Handling of hedged language is weak; words like "approximately" trigger 52% of false positives, necessitating more granular uncertainty modeling.
Operands outside the retrieval window cause 3.8% false negatives, proving that "even perfect verification" cannot save a "retrieval miss"—pipeline performance is bounded by Stage 1 recall.
FinHalu consists of only 1,200 expert-labeled samples ($\kappa=0.83$), which is relatively small and heavily dependent on the financial expertise of annotators.
Evaluations were conducted only on English SEC domains (FinQA/TAT-QA/FinanceBench). Generalization across languages and regulatory systems (e.g., MiFID II, SAC) remains unknown.

vs. FActScore (Min 2023): Both decompose answers into atomic facts. FActScore uses uniform NLI verification (76.7 F1), while FinGround adds 6-class taxonomy routing + formula reconstruction, gaining +14.7 F1 in financial scenarios. The fundamental difference is "type-awareness vs. type-agnosticism."

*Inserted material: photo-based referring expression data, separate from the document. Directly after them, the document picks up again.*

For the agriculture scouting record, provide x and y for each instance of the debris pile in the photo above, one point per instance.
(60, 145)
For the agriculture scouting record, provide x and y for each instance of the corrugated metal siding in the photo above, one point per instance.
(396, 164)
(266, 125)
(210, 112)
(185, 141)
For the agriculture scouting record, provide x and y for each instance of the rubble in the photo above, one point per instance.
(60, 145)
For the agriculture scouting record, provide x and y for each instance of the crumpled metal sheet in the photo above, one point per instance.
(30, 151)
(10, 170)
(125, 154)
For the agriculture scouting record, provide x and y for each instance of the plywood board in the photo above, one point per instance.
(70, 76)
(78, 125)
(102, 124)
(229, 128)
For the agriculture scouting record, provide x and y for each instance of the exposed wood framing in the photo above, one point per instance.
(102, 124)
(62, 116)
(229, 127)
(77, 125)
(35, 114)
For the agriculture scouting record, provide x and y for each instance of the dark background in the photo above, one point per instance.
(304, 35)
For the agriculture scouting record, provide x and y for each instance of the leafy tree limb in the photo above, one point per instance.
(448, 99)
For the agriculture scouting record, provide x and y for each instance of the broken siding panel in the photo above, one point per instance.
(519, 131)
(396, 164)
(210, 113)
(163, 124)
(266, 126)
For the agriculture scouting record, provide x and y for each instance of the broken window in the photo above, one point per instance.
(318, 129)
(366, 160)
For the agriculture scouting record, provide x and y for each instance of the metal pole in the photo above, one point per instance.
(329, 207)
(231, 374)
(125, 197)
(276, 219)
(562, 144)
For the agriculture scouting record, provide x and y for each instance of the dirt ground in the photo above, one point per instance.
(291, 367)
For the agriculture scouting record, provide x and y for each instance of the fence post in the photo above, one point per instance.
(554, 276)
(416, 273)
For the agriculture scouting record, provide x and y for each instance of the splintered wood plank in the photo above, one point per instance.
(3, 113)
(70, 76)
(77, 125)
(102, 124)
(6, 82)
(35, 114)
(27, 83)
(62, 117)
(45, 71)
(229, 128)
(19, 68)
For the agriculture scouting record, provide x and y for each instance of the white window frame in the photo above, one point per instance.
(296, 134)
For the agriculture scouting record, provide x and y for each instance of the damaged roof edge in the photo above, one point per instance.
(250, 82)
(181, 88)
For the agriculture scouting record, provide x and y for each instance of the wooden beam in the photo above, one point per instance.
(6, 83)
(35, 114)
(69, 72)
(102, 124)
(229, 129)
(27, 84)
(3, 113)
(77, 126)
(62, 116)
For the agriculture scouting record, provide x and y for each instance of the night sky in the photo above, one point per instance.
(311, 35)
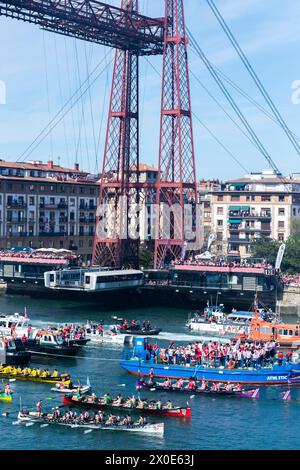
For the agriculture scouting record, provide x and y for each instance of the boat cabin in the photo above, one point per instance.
(19, 322)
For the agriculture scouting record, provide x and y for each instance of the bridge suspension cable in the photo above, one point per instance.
(232, 102)
(253, 74)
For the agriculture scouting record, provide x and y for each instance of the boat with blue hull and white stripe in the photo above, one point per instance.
(138, 363)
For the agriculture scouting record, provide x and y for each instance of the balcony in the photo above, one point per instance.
(16, 220)
(87, 220)
(87, 207)
(53, 234)
(16, 205)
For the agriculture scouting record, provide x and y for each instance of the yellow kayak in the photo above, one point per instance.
(5, 397)
(34, 378)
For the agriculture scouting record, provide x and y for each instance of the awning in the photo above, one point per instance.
(235, 221)
(238, 185)
(239, 208)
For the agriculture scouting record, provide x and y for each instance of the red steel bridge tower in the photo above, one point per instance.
(114, 244)
(176, 186)
(133, 35)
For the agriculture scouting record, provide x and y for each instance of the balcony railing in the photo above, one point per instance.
(16, 220)
(53, 234)
(16, 204)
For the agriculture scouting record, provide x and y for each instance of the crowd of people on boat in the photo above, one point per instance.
(224, 262)
(290, 280)
(27, 371)
(192, 385)
(134, 325)
(96, 418)
(130, 401)
(234, 354)
(37, 254)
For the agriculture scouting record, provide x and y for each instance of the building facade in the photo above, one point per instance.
(261, 205)
(47, 206)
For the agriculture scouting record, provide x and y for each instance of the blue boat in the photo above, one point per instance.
(140, 364)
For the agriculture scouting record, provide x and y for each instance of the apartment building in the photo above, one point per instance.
(256, 206)
(205, 190)
(46, 205)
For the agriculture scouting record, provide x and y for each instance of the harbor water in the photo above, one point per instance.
(216, 422)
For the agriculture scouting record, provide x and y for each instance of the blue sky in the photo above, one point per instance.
(42, 70)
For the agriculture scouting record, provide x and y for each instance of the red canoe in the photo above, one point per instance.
(177, 411)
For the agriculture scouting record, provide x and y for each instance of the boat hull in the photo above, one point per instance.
(277, 375)
(176, 412)
(158, 387)
(28, 378)
(157, 428)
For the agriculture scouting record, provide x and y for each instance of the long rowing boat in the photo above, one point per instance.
(35, 417)
(99, 403)
(31, 378)
(5, 397)
(159, 386)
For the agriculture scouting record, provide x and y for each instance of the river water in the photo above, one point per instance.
(216, 423)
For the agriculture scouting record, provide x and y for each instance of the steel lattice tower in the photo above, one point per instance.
(177, 176)
(114, 245)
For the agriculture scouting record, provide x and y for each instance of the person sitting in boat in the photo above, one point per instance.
(238, 387)
(7, 390)
(168, 405)
(142, 404)
(228, 387)
(39, 407)
(179, 383)
(118, 400)
(106, 399)
(167, 383)
(204, 385)
(192, 384)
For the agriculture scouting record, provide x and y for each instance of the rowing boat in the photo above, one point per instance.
(70, 391)
(158, 386)
(97, 403)
(5, 397)
(31, 378)
(34, 417)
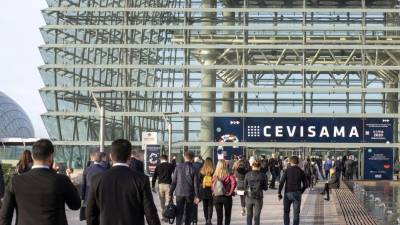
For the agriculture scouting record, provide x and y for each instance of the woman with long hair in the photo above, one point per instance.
(223, 188)
(206, 174)
(25, 162)
(240, 169)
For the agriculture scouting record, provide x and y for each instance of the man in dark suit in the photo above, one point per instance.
(95, 168)
(121, 195)
(39, 195)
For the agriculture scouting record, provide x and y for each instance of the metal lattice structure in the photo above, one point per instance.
(208, 58)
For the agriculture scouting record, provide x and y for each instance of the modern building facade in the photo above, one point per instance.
(16, 130)
(202, 59)
(14, 122)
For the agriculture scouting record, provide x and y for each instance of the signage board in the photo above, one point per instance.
(229, 129)
(303, 130)
(378, 164)
(378, 130)
(149, 138)
(153, 153)
(290, 129)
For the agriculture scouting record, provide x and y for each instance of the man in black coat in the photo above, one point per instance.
(39, 195)
(95, 168)
(1, 184)
(121, 195)
(136, 164)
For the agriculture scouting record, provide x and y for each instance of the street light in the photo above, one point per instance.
(169, 126)
(102, 117)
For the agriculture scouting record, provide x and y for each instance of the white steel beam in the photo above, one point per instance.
(263, 89)
(220, 114)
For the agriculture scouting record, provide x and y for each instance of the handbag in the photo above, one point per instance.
(170, 212)
(82, 213)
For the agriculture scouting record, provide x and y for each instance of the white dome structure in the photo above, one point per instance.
(14, 122)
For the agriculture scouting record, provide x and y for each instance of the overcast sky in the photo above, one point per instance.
(19, 56)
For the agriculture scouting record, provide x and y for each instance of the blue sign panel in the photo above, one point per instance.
(378, 164)
(378, 130)
(303, 130)
(153, 153)
(228, 130)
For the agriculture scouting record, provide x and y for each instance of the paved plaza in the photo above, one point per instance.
(314, 210)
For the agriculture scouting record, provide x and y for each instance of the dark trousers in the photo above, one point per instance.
(185, 206)
(253, 207)
(326, 191)
(327, 175)
(208, 209)
(223, 203)
(349, 176)
(273, 178)
(289, 199)
(242, 201)
(309, 181)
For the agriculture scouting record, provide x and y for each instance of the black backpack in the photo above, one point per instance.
(170, 212)
(254, 189)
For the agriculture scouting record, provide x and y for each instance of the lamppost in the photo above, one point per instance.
(169, 127)
(102, 118)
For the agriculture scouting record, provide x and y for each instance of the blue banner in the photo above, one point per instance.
(303, 130)
(378, 130)
(153, 153)
(228, 130)
(323, 130)
(378, 164)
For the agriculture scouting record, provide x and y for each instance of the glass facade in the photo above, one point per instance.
(14, 123)
(207, 58)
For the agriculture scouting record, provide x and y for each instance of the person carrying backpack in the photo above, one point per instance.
(240, 169)
(206, 175)
(327, 167)
(308, 172)
(223, 188)
(185, 184)
(255, 183)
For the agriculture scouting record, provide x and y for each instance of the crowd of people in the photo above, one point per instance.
(115, 189)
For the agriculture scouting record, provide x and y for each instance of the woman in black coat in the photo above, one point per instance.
(241, 168)
(206, 174)
(333, 183)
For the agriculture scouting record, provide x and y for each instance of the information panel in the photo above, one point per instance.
(153, 153)
(303, 130)
(322, 130)
(228, 129)
(378, 164)
(378, 130)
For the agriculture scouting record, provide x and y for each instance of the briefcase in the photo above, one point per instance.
(82, 213)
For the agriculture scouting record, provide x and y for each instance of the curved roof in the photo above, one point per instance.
(14, 122)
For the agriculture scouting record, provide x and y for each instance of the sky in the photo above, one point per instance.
(20, 57)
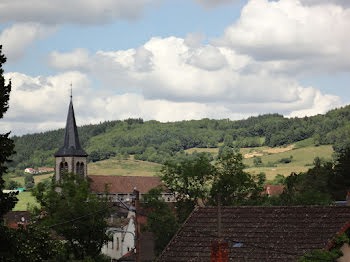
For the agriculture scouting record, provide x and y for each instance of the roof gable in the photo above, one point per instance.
(258, 233)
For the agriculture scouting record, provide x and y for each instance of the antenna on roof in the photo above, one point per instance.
(71, 91)
(219, 216)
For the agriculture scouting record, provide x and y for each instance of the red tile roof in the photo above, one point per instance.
(258, 234)
(124, 184)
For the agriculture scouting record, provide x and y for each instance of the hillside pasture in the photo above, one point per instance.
(302, 160)
(129, 167)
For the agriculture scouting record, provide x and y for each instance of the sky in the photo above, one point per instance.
(172, 60)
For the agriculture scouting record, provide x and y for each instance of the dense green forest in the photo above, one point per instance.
(155, 141)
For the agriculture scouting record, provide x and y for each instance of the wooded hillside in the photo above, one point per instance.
(155, 141)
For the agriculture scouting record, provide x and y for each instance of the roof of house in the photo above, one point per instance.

vs. SelfCheckGPT (Manakul 2023): SelfCheckGPT relies on sampling consistency without external evidence. FinGround requires retrieved evidence but provides grounded citations. The former is better for open-domain tasks, while the latter is better for regulated domains.
vs. Self-RAG / CRAG (Asai 2024, Yan 2024): Both improve the RAG process itself via adaptive retrieval. FinGround is a verification layer that can be layered on top of them (Table 3 shows FinGround further reduced the HalRate by 68% after Stage 1 retrieval already provided a 37% improvement).

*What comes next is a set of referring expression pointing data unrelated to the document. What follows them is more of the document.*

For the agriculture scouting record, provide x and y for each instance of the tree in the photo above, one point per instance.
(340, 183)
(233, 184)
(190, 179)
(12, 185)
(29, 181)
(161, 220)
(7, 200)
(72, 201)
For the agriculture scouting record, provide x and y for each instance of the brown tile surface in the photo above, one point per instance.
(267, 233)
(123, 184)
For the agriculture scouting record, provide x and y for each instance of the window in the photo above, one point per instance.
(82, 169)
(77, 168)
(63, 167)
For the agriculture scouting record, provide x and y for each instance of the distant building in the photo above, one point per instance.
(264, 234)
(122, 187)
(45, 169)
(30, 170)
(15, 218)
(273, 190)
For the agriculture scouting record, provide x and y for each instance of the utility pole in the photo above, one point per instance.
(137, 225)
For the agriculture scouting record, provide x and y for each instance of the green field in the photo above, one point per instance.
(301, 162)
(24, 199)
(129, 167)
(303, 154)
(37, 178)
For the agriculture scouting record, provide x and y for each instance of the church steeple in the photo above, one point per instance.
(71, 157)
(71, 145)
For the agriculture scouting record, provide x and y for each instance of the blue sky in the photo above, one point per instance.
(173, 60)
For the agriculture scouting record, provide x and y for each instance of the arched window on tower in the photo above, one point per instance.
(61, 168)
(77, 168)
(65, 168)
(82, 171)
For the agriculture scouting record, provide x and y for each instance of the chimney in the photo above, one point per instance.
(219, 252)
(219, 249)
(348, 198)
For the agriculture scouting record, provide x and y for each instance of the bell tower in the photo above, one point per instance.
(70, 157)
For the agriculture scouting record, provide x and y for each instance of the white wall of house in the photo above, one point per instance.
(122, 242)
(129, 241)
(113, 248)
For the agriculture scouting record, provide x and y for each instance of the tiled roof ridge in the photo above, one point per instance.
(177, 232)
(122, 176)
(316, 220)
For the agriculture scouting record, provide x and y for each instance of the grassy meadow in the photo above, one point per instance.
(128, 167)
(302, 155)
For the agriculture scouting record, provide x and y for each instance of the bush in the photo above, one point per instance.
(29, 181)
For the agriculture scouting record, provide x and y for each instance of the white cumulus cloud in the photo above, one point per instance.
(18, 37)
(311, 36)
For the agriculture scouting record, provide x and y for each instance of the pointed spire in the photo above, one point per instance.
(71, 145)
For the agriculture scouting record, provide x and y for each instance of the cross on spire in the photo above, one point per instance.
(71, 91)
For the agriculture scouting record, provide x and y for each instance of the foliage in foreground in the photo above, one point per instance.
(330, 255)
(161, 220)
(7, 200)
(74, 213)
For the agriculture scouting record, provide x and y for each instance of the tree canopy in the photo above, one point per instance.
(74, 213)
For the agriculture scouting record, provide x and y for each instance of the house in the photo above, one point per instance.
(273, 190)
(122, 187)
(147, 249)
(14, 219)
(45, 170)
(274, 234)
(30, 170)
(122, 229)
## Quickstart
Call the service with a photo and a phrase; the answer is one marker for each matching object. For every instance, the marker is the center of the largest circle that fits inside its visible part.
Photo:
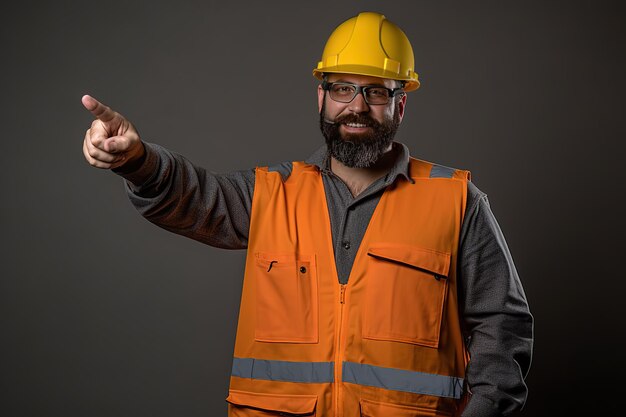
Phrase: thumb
(99, 110)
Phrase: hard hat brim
(411, 84)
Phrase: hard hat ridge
(369, 44)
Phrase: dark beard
(358, 151)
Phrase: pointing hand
(111, 141)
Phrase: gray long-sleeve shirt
(178, 196)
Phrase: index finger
(98, 109)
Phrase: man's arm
(495, 314)
(171, 192)
(165, 187)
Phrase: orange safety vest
(387, 343)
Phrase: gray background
(104, 314)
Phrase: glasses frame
(326, 86)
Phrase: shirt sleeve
(497, 323)
(171, 192)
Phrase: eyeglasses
(373, 95)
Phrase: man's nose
(358, 103)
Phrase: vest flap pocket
(286, 298)
(436, 262)
(378, 409)
(406, 292)
(279, 403)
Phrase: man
(376, 284)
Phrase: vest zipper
(339, 354)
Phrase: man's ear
(320, 98)
(401, 105)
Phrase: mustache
(353, 118)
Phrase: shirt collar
(321, 159)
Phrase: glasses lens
(342, 92)
(376, 95)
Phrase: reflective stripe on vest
(310, 372)
(355, 373)
(402, 380)
(439, 171)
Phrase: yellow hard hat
(369, 44)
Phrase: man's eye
(377, 92)
(344, 89)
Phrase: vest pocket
(252, 404)
(407, 288)
(286, 298)
(377, 409)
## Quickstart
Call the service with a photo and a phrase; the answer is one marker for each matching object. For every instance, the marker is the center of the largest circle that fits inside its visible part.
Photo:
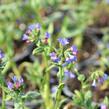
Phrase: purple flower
(107, 1)
(25, 37)
(34, 26)
(21, 80)
(94, 83)
(54, 89)
(102, 79)
(47, 35)
(38, 26)
(69, 74)
(54, 57)
(1, 54)
(103, 106)
(71, 59)
(10, 85)
(74, 50)
(17, 82)
(63, 41)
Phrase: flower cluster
(69, 74)
(103, 106)
(70, 56)
(1, 54)
(100, 80)
(32, 31)
(16, 83)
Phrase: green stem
(58, 95)
(46, 95)
(3, 99)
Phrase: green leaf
(81, 77)
(38, 50)
(31, 95)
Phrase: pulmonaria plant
(61, 57)
(1, 54)
(31, 32)
(16, 83)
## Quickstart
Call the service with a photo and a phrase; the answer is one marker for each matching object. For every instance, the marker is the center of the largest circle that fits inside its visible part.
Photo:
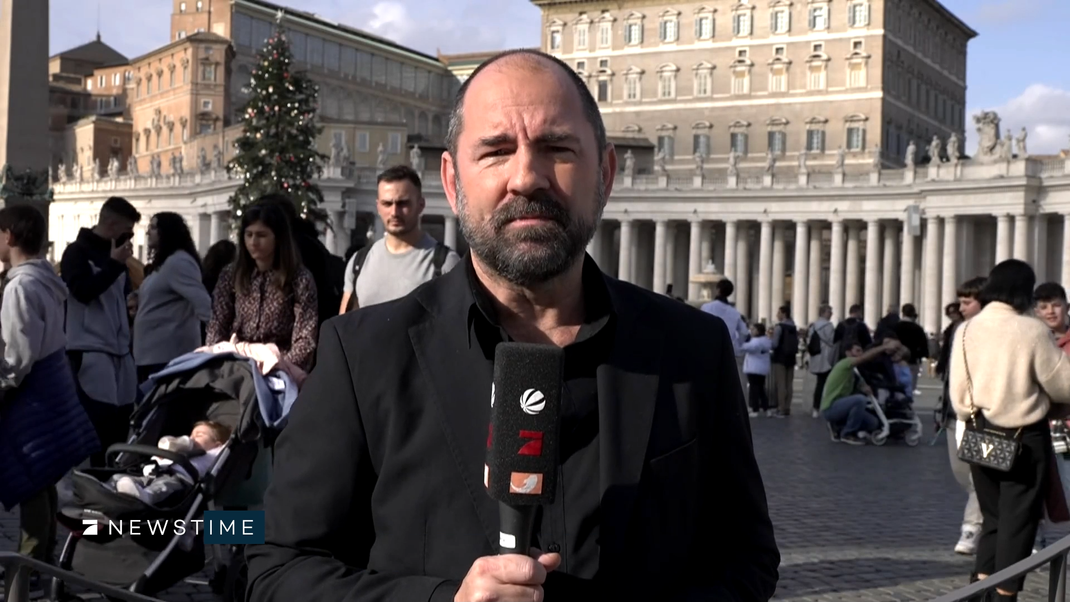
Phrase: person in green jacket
(843, 402)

Inspiration: (a) Any grounded QA scenario should cluster error types before designing verification; (b) embedding symbolic execution/arithmetic into RAG verification is low-hanging fruit; (c) production papers should strictly decouple the evaluation of "retrieval," "verification," and "rewriting."

Rating¶

Novelty: ⭐⭐⭐⭐ The 6-class taxonomy + formula reconstruction is a substantial contribution to the financial domain; the retrieval-equalized protocol is an insightful methodological addition.
Experimental Thoroughness: ⭐⭐⭐⭐ Includes 3 public + 1 custom benchmark, cross-generator transfer, a 4-week 24-person pilot, and detailed ablations, though the FinHalu size (1,200) is somewhat small.
Writing Quality: ⭐⭐⭐⭐ Clear three-stage structure, data-backed claims, and honest limitations; however, formulas and tables are dense.
Value: ⭐⭐⭐⭐ Directly addresses the EU AI Act 2026 compliance deadline with a $\$0.003/\text{query}$ deployment plan; the taxonomy routing logic is highly transferable.